The 2022 heatwave season was also unusual because the heat waves extended much further south into peninsular India thanks to a north-south pressure pattern set up by the La Niña, a world-affecting weather phenomenon in which a band of cool water spreads east-west across the equatorial Pacific Ocean.

The last three years have been La Niña years, which has served as a precursor to 2023 likely being an El Niño year. (The El Niño is a complementary phenomenon in which warmer water spreads west-east across the equatorial Pacific Ocean.)

As we eagerly await the likely birth of an El Niño this year, we have already had a heat wave occur over northwest India. Heat waves tend to be confined to north and northwest India in El Niño years.

Why do heat waves occur in the first place?

Origin of heat waves

Heat waves are formed for one of two reasons: because warmer air is flowing in from elsewhere or because something is producing it locally. Air is warmed locally when the air is warmed by higher land surface temperature or because the air sinking down from above is compressed along the way, producing hot air near the surface.

A study published on February 20, 2023, in Nature Geoscience offers some clues as to how different processes contribute to the formation of a heat wave. (The following explanation adapts the study’s findings to the Indian context.)

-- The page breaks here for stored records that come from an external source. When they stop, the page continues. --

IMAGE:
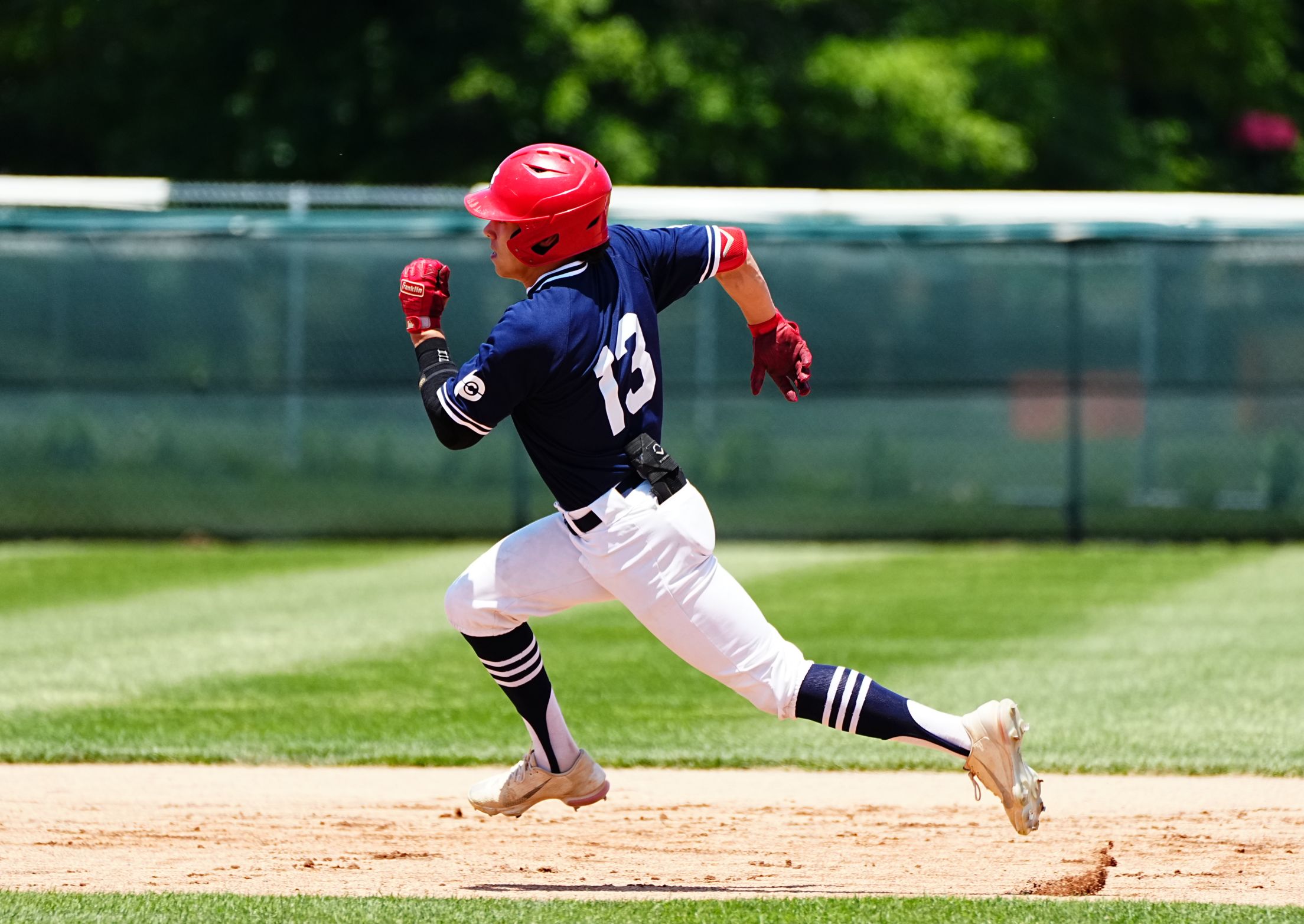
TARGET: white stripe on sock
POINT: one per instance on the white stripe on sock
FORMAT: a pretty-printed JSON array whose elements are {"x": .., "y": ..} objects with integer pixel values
[
  {"x": 832, "y": 693},
  {"x": 943, "y": 725},
  {"x": 847, "y": 698},
  {"x": 860, "y": 701},
  {"x": 514, "y": 658},
  {"x": 504, "y": 674},
  {"x": 524, "y": 680}
]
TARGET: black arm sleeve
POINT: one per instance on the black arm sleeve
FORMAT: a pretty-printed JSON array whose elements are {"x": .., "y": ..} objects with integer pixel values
[{"x": 432, "y": 356}]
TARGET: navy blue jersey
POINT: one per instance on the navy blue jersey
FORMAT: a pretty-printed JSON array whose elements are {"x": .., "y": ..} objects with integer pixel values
[{"x": 577, "y": 363}]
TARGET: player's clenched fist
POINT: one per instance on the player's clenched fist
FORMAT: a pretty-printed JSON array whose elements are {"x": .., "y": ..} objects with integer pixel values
[
  {"x": 424, "y": 292},
  {"x": 779, "y": 350}
]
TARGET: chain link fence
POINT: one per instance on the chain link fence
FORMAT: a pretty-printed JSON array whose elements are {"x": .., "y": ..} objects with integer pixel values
[{"x": 246, "y": 373}]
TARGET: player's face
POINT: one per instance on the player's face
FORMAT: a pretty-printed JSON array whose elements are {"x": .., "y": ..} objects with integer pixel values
[{"x": 505, "y": 262}]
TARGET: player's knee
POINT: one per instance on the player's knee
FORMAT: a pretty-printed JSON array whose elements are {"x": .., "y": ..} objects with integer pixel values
[
  {"x": 472, "y": 610},
  {"x": 459, "y": 605}
]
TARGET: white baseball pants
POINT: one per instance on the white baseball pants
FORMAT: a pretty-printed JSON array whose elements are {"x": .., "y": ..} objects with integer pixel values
[{"x": 656, "y": 560}]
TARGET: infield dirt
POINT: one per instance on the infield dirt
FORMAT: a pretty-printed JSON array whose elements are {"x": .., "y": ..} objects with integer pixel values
[{"x": 663, "y": 833}]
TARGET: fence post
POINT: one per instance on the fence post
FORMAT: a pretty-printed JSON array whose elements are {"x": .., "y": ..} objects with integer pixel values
[
  {"x": 296, "y": 283},
  {"x": 519, "y": 485},
  {"x": 1074, "y": 525}
]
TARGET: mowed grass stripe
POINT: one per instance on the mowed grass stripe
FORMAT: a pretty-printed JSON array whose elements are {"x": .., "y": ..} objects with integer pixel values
[
  {"x": 1201, "y": 680},
  {"x": 51, "y": 574},
  {"x": 93, "y": 651},
  {"x": 951, "y": 626},
  {"x": 221, "y": 613},
  {"x": 109, "y": 909}
]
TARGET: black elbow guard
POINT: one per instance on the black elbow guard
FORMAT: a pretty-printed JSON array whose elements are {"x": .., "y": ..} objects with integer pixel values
[{"x": 432, "y": 356}]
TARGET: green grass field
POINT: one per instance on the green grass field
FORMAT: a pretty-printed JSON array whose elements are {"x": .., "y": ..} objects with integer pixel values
[
  {"x": 268, "y": 910},
  {"x": 340, "y": 653}
]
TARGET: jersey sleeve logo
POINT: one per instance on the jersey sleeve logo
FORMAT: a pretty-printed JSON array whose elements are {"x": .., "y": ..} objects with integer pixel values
[{"x": 471, "y": 388}]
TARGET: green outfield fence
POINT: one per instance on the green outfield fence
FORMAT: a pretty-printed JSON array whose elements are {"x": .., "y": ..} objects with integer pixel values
[{"x": 244, "y": 372}]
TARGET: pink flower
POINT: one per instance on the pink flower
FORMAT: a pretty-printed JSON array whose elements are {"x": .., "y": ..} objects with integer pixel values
[{"x": 1269, "y": 132}]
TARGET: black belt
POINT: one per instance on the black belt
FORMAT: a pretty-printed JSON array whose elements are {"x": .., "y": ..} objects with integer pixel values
[{"x": 590, "y": 520}]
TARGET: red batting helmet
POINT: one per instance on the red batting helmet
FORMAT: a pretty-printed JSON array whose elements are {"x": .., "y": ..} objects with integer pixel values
[{"x": 557, "y": 194}]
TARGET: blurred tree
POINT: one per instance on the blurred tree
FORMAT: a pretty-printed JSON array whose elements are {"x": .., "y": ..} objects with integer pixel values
[{"x": 831, "y": 93}]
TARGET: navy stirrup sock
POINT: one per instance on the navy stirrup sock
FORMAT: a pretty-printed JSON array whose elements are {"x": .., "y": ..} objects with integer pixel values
[
  {"x": 849, "y": 701},
  {"x": 517, "y": 665}
]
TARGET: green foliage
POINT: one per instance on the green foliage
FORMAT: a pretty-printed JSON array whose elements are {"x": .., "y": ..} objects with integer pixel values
[
  {"x": 107, "y": 909},
  {"x": 827, "y": 93}
]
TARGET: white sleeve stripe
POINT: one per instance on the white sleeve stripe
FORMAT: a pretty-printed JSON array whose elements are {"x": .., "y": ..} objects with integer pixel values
[
  {"x": 718, "y": 236},
  {"x": 452, "y": 410},
  {"x": 712, "y": 243}
]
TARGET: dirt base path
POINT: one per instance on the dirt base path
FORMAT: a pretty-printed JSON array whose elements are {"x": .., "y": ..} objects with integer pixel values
[{"x": 663, "y": 833}]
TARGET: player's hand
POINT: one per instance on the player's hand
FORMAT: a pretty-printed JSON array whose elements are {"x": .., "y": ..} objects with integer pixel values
[
  {"x": 781, "y": 354},
  {"x": 424, "y": 292}
]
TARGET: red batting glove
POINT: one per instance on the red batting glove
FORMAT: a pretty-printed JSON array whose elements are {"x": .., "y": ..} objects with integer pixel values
[
  {"x": 778, "y": 348},
  {"x": 424, "y": 292}
]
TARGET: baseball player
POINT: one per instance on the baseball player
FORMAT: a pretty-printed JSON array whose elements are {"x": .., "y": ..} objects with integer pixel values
[{"x": 577, "y": 365}]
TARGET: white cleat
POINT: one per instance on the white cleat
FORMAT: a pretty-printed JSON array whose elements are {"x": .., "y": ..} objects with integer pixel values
[
  {"x": 516, "y": 790},
  {"x": 997, "y": 732}
]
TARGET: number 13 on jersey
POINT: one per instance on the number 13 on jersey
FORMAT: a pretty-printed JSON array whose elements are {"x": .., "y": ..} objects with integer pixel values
[{"x": 605, "y": 373}]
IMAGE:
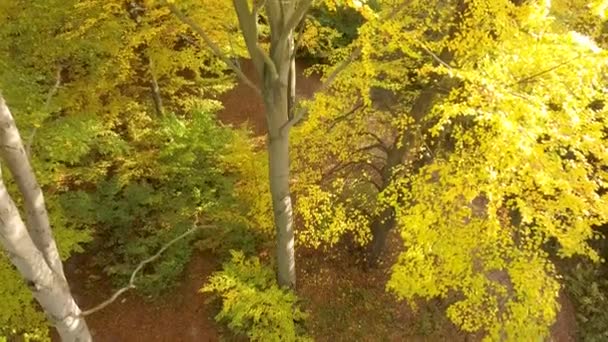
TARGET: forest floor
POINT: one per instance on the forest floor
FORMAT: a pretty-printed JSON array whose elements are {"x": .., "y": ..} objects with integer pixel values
[{"x": 344, "y": 302}]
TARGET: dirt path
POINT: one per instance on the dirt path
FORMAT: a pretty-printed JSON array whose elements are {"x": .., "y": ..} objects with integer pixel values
[{"x": 182, "y": 315}]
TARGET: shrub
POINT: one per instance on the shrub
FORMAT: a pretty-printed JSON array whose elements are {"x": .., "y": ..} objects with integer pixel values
[
  {"x": 252, "y": 302},
  {"x": 588, "y": 288}
]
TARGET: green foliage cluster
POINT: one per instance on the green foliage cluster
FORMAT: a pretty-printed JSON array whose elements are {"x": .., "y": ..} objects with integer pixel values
[
  {"x": 78, "y": 76},
  {"x": 180, "y": 181},
  {"x": 587, "y": 286},
  {"x": 252, "y": 302}
]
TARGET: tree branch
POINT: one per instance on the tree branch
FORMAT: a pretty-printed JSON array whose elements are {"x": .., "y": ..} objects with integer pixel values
[
  {"x": 47, "y": 103},
  {"x": 38, "y": 225},
  {"x": 131, "y": 284},
  {"x": 302, "y": 112},
  {"x": 295, "y": 19},
  {"x": 214, "y": 48}
]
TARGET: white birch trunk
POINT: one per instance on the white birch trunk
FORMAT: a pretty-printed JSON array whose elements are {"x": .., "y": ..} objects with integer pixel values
[{"x": 33, "y": 251}]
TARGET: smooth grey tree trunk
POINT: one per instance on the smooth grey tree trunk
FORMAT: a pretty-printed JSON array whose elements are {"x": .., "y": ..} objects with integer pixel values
[{"x": 31, "y": 248}]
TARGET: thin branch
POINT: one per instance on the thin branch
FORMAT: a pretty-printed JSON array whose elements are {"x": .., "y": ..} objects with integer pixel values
[
  {"x": 344, "y": 116},
  {"x": 155, "y": 89},
  {"x": 131, "y": 284},
  {"x": 211, "y": 44},
  {"x": 356, "y": 53},
  {"x": 248, "y": 22},
  {"x": 542, "y": 72},
  {"x": 47, "y": 103},
  {"x": 436, "y": 58},
  {"x": 377, "y": 138},
  {"x": 295, "y": 19}
]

1. In spring, India typically has air flowing in from the west-northwest. This direction is bad news for India for several reasons. In the context of climate change, the Middle East is warming faster than other regions in latitudes similarly close to the equator, and serves as a source of the warm air that blows into India.

2. Likewise, air flowing in from the northwest rolls in over the mountains of Afghanistan and Pakistan, so some of the compression also happens on the leeward side of these mountains, entering India with a bristling warmth.

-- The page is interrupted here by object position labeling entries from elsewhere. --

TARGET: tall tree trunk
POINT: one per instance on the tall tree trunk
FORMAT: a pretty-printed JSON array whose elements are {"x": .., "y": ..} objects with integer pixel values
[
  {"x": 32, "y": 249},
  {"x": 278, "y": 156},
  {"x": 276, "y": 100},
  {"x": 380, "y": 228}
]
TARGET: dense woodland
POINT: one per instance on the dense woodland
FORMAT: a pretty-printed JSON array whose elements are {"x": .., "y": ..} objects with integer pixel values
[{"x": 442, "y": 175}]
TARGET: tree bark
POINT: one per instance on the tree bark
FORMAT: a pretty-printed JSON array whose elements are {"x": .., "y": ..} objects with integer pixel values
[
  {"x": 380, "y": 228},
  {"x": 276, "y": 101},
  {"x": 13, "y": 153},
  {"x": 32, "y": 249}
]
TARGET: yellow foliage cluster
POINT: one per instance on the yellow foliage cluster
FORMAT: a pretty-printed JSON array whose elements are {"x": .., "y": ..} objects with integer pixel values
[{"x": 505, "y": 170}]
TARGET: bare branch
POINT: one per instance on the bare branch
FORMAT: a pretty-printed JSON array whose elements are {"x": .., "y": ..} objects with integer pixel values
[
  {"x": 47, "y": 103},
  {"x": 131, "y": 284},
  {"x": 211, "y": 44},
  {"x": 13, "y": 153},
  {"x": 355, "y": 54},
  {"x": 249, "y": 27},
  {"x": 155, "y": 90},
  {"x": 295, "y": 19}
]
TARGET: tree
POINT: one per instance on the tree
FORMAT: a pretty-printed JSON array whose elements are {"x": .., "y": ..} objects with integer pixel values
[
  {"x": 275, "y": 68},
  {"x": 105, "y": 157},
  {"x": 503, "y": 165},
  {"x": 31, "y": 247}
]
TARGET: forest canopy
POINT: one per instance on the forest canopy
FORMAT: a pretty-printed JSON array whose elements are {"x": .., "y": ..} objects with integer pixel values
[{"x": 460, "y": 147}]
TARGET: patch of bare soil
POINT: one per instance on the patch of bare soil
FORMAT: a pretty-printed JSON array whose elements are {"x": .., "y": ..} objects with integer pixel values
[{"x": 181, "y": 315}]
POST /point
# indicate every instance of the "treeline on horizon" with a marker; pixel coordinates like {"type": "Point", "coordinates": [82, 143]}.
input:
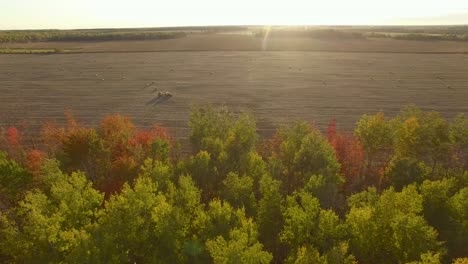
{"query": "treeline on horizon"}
{"type": "Point", "coordinates": [352, 33]}
{"type": "Point", "coordinates": [393, 191]}
{"type": "Point", "coordinates": [86, 35]}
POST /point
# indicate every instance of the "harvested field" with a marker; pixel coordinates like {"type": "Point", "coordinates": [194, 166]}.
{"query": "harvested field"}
{"type": "Point", "coordinates": [277, 87]}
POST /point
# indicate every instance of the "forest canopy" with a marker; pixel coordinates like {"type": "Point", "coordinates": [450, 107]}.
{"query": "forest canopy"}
{"type": "Point", "coordinates": [393, 191]}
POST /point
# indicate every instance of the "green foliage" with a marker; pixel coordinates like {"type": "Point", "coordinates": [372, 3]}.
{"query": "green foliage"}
{"type": "Point", "coordinates": [14, 180]}
{"type": "Point", "coordinates": [49, 227]}
{"type": "Point", "coordinates": [302, 153]}
{"type": "Point", "coordinates": [241, 246]}
{"type": "Point", "coordinates": [375, 134]}
{"type": "Point", "coordinates": [238, 191]}
{"type": "Point", "coordinates": [84, 35]}
{"type": "Point", "coordinates": [226, 203]}
{"type": "Point", "coordinates": [269, 215]}
{"type": "Point", "coordinates": [389, 228]}
{"type": "Point", "coordinates": [422, 135]}
{"type": "Point", "coordinates": [403, 171]}
{"type": "Point", "coordinates": [305, 223]}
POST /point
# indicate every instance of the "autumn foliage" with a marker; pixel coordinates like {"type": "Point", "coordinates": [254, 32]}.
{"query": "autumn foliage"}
{"type": "Point", "coordinates": [392, 191]}
{"type": "Point", "coordinates": [350, 155]}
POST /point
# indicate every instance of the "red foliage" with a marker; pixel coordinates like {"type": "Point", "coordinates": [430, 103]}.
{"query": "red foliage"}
{"type": "Point", "coordinates": [34, 160]}
{"type": "Point", "coordinates": [13, 136]}
{"type": "Point", "coordinates": [52, 136]}
{"type": "Point", "coordinates": [145, 138]}
{"type": "Point", "coordinates": [349, 153]}
{"type": "Point", "coordinates": [270, 147]}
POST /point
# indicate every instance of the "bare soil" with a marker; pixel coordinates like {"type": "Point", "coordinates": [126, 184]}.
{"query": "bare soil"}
{"type": "Point", "coordinates": [278, 87]}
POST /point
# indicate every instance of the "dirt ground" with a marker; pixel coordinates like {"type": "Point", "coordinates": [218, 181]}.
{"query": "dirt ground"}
{"type": "Point", "coordinates": [278, 87]}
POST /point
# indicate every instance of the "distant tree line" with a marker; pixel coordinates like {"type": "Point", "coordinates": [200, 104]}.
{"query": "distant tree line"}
{"type": "Point", "coordinates": [88, 35]}
{"type": "Point", "coordinates": [394, 191]}
{"type": "Point", "coordinates": [352, 33]}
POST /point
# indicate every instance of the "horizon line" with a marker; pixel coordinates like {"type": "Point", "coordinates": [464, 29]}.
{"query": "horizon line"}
{"type": "Point", "coordinates": [250, 25]}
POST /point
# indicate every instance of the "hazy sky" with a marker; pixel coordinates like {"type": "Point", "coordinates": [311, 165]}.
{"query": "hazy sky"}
{"type": "Point", "coordinates": [36, 14]}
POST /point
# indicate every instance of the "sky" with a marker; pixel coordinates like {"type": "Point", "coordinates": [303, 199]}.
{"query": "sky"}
{"type": "Point", "coordinates": [69, 14]}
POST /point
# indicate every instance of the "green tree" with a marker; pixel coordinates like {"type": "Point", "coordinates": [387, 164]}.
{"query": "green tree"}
{"type": "Point", "coordinates": [389, 228]}
{"type": "Point", "coordinates": [375, 134]}
{"type": "Point", "coordinates": [49, 226]}
{"type": "Point", "coordinates": [424, 136]}
{"type": "Point", "coordinates": [241, 246]}
{"type": "Point", "coordinates": [305, 223]}
{"type": "Point", "coordinates": [303, 153]}
{"type": "Point", "coordinates": [238, 191]}
{"type": "Point", "coordinates": [403, 171]}
{"type": "Point", "coordinates": [269, 215]}
{"type": "Point", "coordinates": [14, 181]}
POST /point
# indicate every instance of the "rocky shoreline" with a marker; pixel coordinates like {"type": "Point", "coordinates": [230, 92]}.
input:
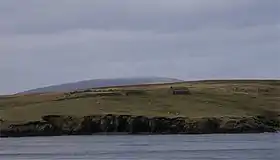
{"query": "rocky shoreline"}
{"type": "Point", "coordinates": [56, 125]}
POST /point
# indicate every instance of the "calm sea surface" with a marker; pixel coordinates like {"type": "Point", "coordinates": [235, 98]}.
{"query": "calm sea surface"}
{"type": "Point", "coordinates": [155, 147]}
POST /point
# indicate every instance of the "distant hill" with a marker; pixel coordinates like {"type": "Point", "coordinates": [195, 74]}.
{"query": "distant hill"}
{"type": "Point", "coordinates": [96, 83]}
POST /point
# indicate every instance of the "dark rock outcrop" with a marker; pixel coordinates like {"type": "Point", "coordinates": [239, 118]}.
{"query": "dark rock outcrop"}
{"type": "Point", "coordinates": [68, 125]}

3. The air flowing in over the oceans is expected to bring cooler air, since land warms faster than the oceans (because the heat capacity of land is much lower). Alas, the Arabian Sea is warming faster than most other ocean regions.

4. Next, the strong upper atmospheric westerly winds that come in from the Atlantic Ocean over to India during spring control the near-surface winds. Any time winds flow from the west to the east, we need to remember that the winds are blowing faster than the planet itself, which is also rotating from west to east. The energy to run past the earth near the surface, against the surface friction, can only come from above. This descending air compresses and warms up to generate some heat waves.

5. Finally, the so-called lapse rate – the rate at which temperatures cool from the surface to the upper atmosphere – is declining under global warming. In other words, global warming tends to warm the upper atmosphere faster than the air near the surface. This in turn means that the sinking air is warmer due to global warming, and thus produces heat waves as it sinks and compresses.

Given these are the processes that contribute to the formation of a heat wave, and the ways in which global warming affects them, it must be clear why once-a-decade heat wave events have started to occur once every few years, and are also more intense. The area covered by these heat waves is also influenced by the background pressure patterns set up by El Niño and La Niña events, and of late it has been expanding.

Sophisticated anatomy

The other factors that affect the formation of heat waves are the age of the air mass and how far it has travelled. The north-northwestern heatwaves are typically formed with air masses that come from 800-1,600 km away and are around two days old. Heat waves over peninsular India on the other hand arrive from the oceans, which are closer (around 200-400 km) and are barely a day old. As a result, they are on average less intense.

In sum, heat waves have a sophisticated anatomy with important implications for how well we can predict them. Nonetheless, early-warning systems can take advantage of the processes, modes of formation, location, and age of the air mass to improve the quality of warnings and also increase how soon they can be issued. Sizeable investments in human and computational resources have already increased India’s forecast skills in the last decade.

For reasons that we are yet to fully understand, mortality over India due to heat waves are substantially lower than those in other mid-latitude regions (including potentially significant underreporting).

We should also not become complacent, and further improve forecast warnings, issue them as soon as possible, and couple them with city-wide graded heat action plans to protect the vulnerable.

Raghu Murtugudde is a visiting professor at IIT Bombay and an emeritus professor at the University of Maryland.